Invention Title:

SELF-SUPERVISED AUDIO-VISUAL LEARNING FOR CORRELATING MUSIC AND VIDEO

Publication number:

US20250316062

Publication date:

2025-10-09

Section:

Physics

Class:

G06V10/774

Inventors:

Bryan RUSSELL 🇺🇸 San Francisco, CA, United States

Justin Salamon 🇺🇸 San Francisco, CA, United States

Didac SURIS COLL-VINENT 🇺🇸 New York, NY, United States

Assignee:

Adobe Inc. 🇺🇸 San Jose, CA, United States

Applicant:

Adobe Inc. 🇺🇸 San Jose, CA, United States

Smart overview of the Invention

The disclosed system is designed to correlate video and audio sequences using a media recommendation system powered by a trained encoder network. By receiving a media sequence that includes both video and audio components, the system segments these into smaller parts, extracting visual and audio features from each segment. Transformer networks, consisting of visual and audio transformers, are employed to create contextualized features from these extracted elements. The system then predicts video and audio pairings based on these contextualized features, allowing for the training of the transformer networks to enhance their predictive capabilities.

Background

Choosing appropriate music for videos is a challenging task, particularly for non-professionals. Traditional methods rely on text-based searches which can be inadequate for capturing the nuanced "feel" of music. Additionally, matching video sequences with corresponding audio can be complex, especially when determining the best sequence order. Existing solutions often require manual annotation, which is labor-intensive and not scalable to large datasets.

System Functionality

The media recommendation system introduced here facilitates the correlation of video and audio sequences by identifying those that align temporally and artistically.
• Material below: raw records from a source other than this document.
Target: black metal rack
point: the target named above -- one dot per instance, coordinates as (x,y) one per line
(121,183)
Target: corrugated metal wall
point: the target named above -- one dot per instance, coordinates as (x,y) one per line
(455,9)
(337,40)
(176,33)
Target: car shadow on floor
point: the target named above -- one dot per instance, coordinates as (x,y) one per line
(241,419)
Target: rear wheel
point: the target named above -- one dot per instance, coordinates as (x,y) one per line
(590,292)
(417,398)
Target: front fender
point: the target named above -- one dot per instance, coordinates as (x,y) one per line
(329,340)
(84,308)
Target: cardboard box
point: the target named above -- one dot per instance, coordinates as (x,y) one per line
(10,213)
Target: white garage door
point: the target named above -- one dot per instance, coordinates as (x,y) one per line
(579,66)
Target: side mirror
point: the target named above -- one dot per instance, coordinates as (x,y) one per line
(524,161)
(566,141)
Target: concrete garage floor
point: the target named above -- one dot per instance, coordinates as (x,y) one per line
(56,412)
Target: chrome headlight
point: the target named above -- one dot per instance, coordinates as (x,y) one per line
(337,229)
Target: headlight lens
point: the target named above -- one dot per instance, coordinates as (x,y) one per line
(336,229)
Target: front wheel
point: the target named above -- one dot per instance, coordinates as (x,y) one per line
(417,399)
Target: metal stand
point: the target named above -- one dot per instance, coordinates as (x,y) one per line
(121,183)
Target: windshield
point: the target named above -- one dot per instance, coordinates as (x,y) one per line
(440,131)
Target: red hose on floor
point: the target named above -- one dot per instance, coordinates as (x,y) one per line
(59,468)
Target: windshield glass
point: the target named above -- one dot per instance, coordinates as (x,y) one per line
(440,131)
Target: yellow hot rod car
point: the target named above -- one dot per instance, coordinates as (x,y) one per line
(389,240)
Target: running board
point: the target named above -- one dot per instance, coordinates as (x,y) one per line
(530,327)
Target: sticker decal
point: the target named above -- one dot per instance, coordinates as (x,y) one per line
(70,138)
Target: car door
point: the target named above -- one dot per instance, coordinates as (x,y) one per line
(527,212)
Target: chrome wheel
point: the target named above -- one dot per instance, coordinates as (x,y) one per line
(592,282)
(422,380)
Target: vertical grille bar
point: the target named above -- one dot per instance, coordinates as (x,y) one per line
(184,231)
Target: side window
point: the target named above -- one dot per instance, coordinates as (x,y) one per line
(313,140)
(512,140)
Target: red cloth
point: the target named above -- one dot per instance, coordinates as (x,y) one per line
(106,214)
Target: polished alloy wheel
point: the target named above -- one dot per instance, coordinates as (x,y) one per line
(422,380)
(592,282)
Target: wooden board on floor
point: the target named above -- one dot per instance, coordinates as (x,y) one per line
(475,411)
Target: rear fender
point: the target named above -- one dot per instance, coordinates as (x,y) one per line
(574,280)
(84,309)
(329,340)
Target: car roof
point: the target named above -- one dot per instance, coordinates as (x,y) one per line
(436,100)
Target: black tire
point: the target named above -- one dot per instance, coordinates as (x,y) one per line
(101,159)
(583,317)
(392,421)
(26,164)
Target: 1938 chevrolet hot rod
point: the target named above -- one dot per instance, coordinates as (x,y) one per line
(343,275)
It segments a given video into parts and analyzes each segment to produce visual embeddings. A transformer encoder network then generates contextualized visual features by considering both individual segment features and those of adjacent segments. These visual features are compared with contextualized audio features to find the most similar pairings, using training data that includes artistically paired audio-visual content.

Technical Approach

The system leverages the temporal synchronization of audio and video, using transformer networks to model this context. Unlike other methods that focus on physical correspondences between modalities, this system emphasizes artistic alignment, such as visual style or musical mood. Existing solutions that rely on predefined mood categories or cross-modal ranking loss have limitations in scalability and accuracy, which this system aims to overcome by using context-aware embeddings derived from both modalities.

Implementation

Upon receiving an input video sequence, the system generates context-aware visual embeddings for each segment. It retrieves corresponding audio embeddings from a pre-processed media catalog. By comparing these embeddings, the system identifies audio segments most similar to each video segment's visual features. This approach enhances speed and scalability by learning from large collections of artistically paired data without manual labeling, thereby improving the correspondence between video and audio clips.